Companies can decide year-to-year whether or not to contribute to your retirement.
Today we’re answering the questions: what is a profit-sharing plan, how does it work, and what the contributions look like.
You’re here because your company is offering you a profit-sharing plan, but you are a little confused about what a profit-sharing plan actually is.
A profit-sharing plan is a type of defined-contribution plan that lets companies help employees save for retirement.
With this type of retirement plan, contributions from the employer are discretionary.
That means the company can decide from year to year how much to contribute—or whether to contribute at all—to an employee’s plan.
If the company does not make a profit, it does not have to make contributions to the plan.
This flexibility makes it a great retirement plan option for small businesses or businesses of any size.
Plus, it aligns the financial well-being of employees to the company’s success.
How a Profit Sharing Plan Works
Unlike 401(k) plan participants, employees with profit-sharing plans do not make their own contributions.
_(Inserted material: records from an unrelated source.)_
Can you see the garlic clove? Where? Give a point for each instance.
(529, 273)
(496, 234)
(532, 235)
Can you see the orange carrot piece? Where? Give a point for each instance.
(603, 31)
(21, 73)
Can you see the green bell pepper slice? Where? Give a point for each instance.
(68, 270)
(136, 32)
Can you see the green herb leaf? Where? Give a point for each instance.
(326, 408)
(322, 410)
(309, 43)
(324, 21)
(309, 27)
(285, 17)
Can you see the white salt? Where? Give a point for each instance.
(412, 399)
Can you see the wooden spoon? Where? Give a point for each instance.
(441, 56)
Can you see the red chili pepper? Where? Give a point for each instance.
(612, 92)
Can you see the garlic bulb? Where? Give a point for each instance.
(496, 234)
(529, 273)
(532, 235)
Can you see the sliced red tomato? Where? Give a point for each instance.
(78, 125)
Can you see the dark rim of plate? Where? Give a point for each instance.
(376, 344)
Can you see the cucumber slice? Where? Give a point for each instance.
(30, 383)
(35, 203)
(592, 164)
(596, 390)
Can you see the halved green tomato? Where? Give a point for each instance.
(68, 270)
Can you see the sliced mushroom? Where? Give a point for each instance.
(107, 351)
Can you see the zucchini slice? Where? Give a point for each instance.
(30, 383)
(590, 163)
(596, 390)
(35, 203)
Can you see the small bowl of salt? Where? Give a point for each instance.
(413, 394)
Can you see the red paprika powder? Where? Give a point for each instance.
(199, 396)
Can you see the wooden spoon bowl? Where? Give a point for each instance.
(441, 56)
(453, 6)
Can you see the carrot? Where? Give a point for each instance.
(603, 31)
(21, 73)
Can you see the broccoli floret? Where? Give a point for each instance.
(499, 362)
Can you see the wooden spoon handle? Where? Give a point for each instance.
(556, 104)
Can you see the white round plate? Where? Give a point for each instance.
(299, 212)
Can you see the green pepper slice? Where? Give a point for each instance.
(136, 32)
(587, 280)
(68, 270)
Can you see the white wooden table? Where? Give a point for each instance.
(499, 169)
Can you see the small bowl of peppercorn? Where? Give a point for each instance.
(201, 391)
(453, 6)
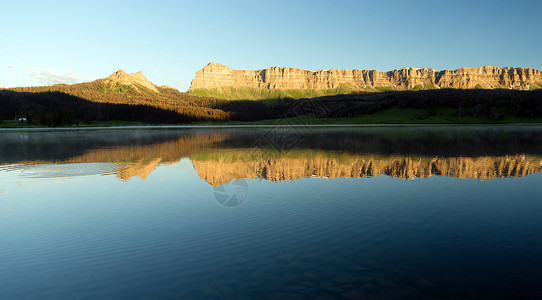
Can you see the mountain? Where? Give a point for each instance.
(130, 97)
(135, 80)
(217, 80)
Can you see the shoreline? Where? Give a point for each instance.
(257, 126)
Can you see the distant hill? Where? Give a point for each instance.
(132, 97)
(216, 80)
(120, 88)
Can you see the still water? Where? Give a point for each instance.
(272, 213)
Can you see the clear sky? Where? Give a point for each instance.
(46, 42)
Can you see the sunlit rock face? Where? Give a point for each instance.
(216, 76)
(136, 80)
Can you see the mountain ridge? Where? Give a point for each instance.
(215, 79)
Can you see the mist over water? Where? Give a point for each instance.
(290, 213)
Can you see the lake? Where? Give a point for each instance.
(272, 213)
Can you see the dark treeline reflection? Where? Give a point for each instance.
(285, 153)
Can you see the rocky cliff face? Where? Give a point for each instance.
(217, 76)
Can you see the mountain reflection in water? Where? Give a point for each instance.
(224, 155)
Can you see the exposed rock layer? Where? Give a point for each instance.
(216, 76)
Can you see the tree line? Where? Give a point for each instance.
(62, 105)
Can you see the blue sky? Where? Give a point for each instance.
(46, 42)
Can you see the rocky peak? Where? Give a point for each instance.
(215, 76)
(136, 80)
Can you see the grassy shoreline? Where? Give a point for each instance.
(394, 116)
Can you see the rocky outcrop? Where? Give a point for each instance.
(217, 76)
(135, 80)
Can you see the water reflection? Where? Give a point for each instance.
(222, 156)
(157, 225)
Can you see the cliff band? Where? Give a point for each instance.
(217, 76)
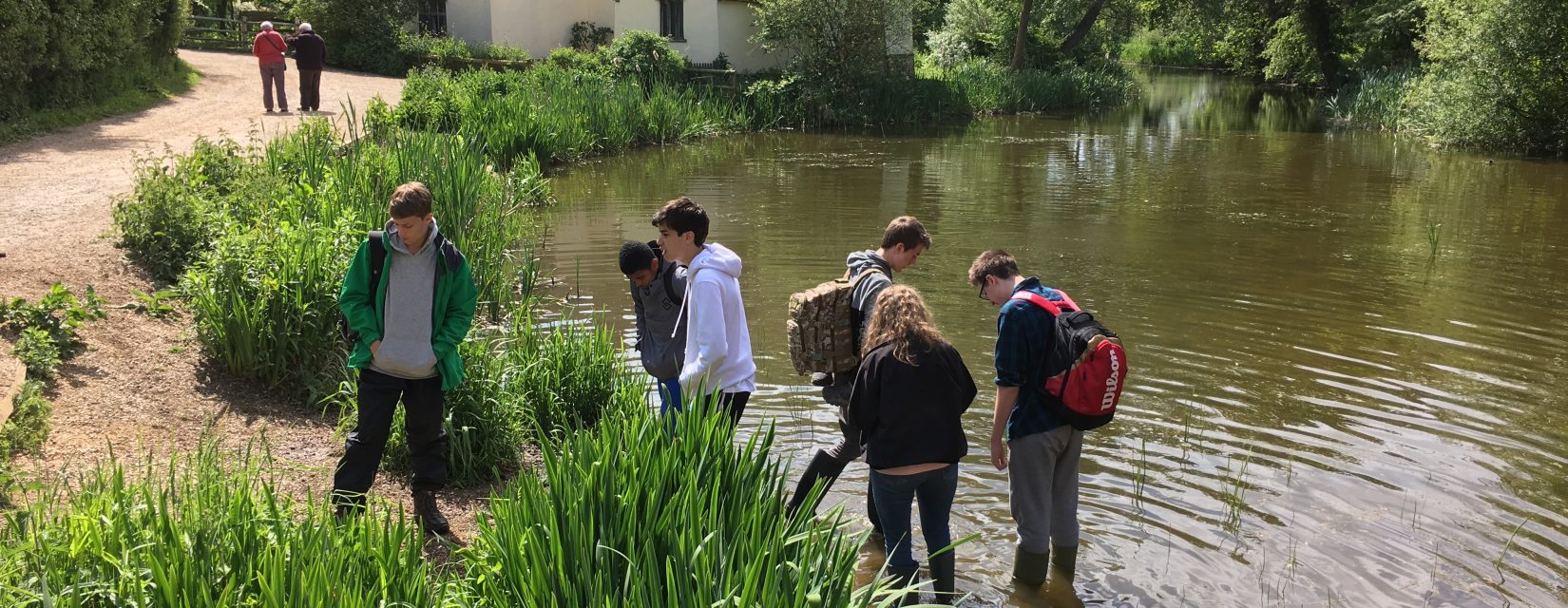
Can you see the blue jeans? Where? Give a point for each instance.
(895, 494)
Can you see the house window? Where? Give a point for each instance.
(672, 19)
(433, 17)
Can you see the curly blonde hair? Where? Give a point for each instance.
(902, 318)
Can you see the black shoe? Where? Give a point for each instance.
(429, 514)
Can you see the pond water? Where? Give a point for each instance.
(1348, 352)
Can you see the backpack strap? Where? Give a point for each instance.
(378, 260)
(858, 277)
(1052, 308)
(670, 281)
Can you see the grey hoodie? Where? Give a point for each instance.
(660, 335)
(864, 296)
(411, 290)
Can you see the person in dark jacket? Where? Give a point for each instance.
(908, 402)
(658, 292)
(309, 58)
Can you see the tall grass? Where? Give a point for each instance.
(554, 115)
(1377, 101)
(1151, 48)
(626, 514)
(632, 516)
(207, 530)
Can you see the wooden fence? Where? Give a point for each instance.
(228, 33)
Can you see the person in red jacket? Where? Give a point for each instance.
(268, 48)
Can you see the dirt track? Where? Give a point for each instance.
(142, 381)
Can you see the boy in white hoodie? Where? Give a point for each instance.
(718, 347)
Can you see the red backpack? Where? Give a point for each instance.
(1085, 366)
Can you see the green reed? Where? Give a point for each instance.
(204, 530)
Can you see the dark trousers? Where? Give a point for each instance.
(895, 494)
(309, 89)
(273, 80)
(424, 407)
(735, 403)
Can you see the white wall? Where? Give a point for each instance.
(469, 21)
(735, 31)
(543, 26)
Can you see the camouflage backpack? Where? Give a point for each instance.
(820, 330)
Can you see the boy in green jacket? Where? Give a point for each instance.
(407, 330)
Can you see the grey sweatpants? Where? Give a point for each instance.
(1042, 473)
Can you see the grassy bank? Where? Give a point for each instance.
(626, 514)
(166, 84)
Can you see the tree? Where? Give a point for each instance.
(1082, 28)
(1021, 43)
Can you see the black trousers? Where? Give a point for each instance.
(424, 408)
(735, 403)
(309, 89)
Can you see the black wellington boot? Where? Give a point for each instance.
(945, 579)
(429, 514)
(822, 467)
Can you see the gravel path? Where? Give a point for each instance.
(142, 383)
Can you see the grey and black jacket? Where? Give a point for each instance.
(660, 332)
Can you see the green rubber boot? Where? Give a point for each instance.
(1059, 586)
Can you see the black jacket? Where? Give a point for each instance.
(309, 50)
(911, 414)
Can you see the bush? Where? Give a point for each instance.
(441, 48)
(1291, 55)
(590, 36)
(364, 35)
(27, 428)
(574, 60)
(1151, 48)
(48, 331)
(1496, 76)
(646, 57)
(72, 53)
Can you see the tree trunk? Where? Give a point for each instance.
(1021, 43)
(1080, 31)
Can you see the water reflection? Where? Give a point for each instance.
(1350, 380)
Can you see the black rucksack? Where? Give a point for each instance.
(378, 260)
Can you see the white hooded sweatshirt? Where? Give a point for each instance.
(718, 345)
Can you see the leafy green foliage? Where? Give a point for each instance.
(646, 57)
(1291, 53)
(364, 35)
(590, 36)
(27, 428)
(1151, 48)
(72, 53)
(1496, 74)
(48, 330)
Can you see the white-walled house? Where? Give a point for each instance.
(698, 28)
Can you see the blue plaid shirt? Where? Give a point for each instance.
(1023, 331)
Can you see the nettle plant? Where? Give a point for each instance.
(46, 332)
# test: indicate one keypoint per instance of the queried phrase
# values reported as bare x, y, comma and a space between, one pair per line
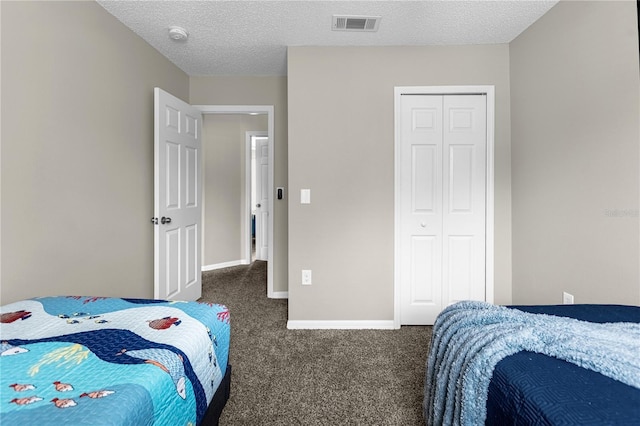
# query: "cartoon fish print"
14, 316
97, 394
64, 403
7, 348
164, 323
25, 401
62, 387
22, 387
224, 316
168, 361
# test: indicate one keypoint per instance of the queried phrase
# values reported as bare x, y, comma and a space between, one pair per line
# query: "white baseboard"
278, 295
224, 265
341, 325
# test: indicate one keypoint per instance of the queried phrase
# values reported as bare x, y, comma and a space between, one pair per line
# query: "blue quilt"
531, 388
99, 361
470, 338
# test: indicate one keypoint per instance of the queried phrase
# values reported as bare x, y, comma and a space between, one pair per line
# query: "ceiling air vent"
355, 23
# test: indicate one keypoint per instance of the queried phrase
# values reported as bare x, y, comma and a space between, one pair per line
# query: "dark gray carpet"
313, 377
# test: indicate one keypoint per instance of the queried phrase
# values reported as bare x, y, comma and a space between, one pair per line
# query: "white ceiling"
244, 37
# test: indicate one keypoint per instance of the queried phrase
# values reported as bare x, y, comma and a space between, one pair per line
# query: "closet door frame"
489, 91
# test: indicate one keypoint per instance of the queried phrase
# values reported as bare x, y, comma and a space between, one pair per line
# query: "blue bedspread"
470, 338
109, 361
529, 388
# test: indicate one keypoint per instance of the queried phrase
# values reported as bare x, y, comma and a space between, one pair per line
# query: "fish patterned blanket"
98, 361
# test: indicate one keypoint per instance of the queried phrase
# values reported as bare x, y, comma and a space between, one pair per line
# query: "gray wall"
258, 91
224, 185
77, 151
341, 141
575, 138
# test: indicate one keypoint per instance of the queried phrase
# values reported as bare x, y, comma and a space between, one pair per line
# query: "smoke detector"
178, 33
355, 23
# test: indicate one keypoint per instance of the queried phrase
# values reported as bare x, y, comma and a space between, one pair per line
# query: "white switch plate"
305, 196
567, 298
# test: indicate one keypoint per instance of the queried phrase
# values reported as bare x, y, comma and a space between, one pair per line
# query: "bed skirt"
212, 416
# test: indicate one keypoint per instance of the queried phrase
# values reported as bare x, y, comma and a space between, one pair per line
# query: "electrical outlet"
306, 277
567, 298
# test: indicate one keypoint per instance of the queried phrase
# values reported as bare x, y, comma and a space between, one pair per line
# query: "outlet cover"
306, 277
567, 298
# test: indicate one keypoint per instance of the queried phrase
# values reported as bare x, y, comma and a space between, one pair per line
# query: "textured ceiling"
251, 37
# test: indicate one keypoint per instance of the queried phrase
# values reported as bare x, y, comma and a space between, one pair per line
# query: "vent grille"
355, 23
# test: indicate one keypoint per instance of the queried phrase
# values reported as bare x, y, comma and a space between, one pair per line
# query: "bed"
98, 361
542, 365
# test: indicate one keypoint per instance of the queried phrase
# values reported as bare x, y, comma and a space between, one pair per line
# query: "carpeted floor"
313, 377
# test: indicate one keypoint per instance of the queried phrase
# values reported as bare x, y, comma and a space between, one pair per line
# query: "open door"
178, 198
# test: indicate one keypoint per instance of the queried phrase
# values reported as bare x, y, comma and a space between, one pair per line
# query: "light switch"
305, 196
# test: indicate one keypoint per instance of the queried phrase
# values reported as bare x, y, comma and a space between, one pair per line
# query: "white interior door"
442, 202
262, 197
178, 198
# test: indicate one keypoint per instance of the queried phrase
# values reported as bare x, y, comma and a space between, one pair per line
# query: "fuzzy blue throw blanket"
470, 338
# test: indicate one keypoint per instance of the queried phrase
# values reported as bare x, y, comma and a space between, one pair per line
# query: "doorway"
257, 169
443, 199
267, 110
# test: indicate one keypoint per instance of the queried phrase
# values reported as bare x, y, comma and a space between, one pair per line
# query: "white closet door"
464, 198
442, 203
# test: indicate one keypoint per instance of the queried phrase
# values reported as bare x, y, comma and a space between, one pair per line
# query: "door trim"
489, 91
260, 109
248, 135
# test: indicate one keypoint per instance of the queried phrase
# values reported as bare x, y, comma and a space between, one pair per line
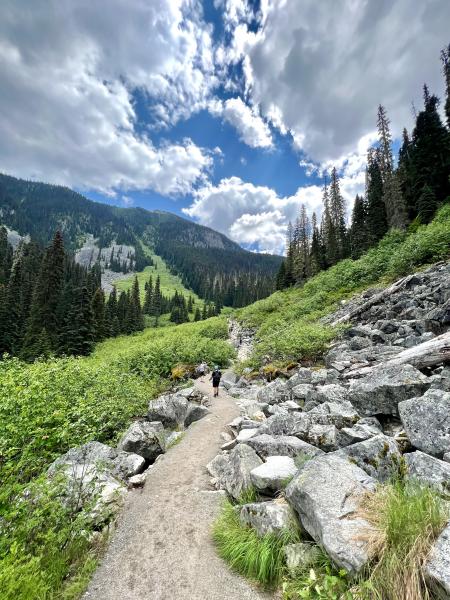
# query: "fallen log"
428, 354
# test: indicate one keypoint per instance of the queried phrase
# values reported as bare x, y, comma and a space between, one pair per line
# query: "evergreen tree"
337, 216
358, 230
426, 205
445, 56
6, 256
147, 308
429, 153
46, 296
392, 195
78, 329
98, 311
376, 210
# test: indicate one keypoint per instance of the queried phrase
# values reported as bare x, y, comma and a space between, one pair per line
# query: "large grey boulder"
274, 392
282, 445
300, 392
195, 412
286, 424
229, 379
145, 439
364, 429
88, 486
427, 421
429, 470
325, 437
118, 463
326, 494
384, 388
378, 456
274, 474
171, 410
233, 471
302, 376
339, 413
437, 567
268, 517
328, 393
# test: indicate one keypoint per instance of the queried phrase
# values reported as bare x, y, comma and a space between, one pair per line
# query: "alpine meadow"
225, 300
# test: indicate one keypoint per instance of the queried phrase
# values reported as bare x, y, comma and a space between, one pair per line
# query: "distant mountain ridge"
211, 264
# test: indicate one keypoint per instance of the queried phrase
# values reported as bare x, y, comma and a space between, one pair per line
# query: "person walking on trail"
216, 377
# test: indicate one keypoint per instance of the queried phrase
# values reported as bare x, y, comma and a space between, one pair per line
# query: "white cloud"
68, 72
249, 214
252, 129
319, 69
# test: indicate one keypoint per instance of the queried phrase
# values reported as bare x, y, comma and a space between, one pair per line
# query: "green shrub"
255, 557
287, 323
318, 581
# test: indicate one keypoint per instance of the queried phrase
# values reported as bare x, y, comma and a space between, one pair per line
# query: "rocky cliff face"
381, 404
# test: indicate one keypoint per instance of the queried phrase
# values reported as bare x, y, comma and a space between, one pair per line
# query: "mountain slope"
212, 265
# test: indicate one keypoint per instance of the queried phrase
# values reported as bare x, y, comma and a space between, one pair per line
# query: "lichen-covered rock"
427, 421
286, 424
274, 392
274, 474
326, 494
170, 410
282, 445
268, 517
339, 413
233, 470
428, 469
145, 439
378, 456
195, 412
384, 388
437, 567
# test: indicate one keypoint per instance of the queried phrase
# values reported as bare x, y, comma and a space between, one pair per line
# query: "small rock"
268, 517
427, 421
274, 474
300, 555
437, 567
428, 469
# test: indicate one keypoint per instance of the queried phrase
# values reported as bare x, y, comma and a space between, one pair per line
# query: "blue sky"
227, 112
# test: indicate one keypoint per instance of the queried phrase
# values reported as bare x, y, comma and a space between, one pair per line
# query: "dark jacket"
216, 377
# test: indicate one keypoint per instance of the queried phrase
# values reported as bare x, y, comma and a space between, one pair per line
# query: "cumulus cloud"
68, 72
251, 215
319, 69
251, 128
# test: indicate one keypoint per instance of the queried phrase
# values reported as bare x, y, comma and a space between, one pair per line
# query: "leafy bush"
255, 557
287, 323
50, 406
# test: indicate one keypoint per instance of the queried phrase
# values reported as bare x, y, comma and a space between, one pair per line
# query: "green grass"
50, 406
258, 558
406, 518
170, 283
287, 323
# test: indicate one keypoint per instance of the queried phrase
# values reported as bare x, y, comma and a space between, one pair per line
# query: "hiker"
216, 377
202, 369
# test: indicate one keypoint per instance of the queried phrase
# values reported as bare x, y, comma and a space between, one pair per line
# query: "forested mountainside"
207, 261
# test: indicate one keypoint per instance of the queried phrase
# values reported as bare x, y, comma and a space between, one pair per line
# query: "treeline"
48, 303
238, 281
395, 197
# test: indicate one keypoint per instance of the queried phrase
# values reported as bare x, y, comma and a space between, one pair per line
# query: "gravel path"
162, 548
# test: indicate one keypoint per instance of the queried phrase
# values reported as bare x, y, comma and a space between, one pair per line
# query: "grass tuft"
257, 558
406, 518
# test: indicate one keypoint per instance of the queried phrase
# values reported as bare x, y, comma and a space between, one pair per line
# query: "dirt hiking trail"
162, 548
But a company can offer other types of retirement plans, such as a 401(k), along with a profit-sharing plan.
Employees can get their profit shares in the form of cash or company stock.
Typically, contributions are made to a qualified tax-deferred retirement account that allows penalty-free distributions to be taken after age 59 1/2.
Some plans offer a combination of deferred benefits and cash, with cash being distributed and taxed directly at ordinary income rates—sort of like a retirement contribution plus an annual bonus.
If you leave the company, you can move assets from a profit-sharing plan into a Rollover IRA, but distributions taken before age 59 1/2 may be subject to a 10% penalty.
Profit-Sharing Plan Maximum Contributions
While there is no set amount that must be contributed to a profit-sharing plan each year, there is a maximum contribution amount for each employee.
The amount fluctuates over time with inflation.
The maximum contribution amount for a profit-sharing plan is the lesser of 25% of compensation or $57,000 in 2020
Additionally, the amount of compensation that can be taken into consideration when determining employer and employee contributions is limited.
The compensation limitation is $285,000 in 2020.
Who Does What in a Profit-Sharing Plan
Employees really don’t have to do anything to benefit from this type of plan, but the company does have to do some calculations, planning, and paperwork.
If the employer does decide to make a profit-sharing contribution in a given year, the company must follow a predetermined formula for deciding which employees get what and how much.
An employee’s allocation is typically determined as a percentage of pay. Contributions can also vest over time, according to a set vesting schedule.
The employer must also set up a system that tracks contributions, investments, distributions, and more, and file an annual return with the government.
These plans can require a good deal of administrative upkeep, but many plan administrators will do this work on the company’s behalf.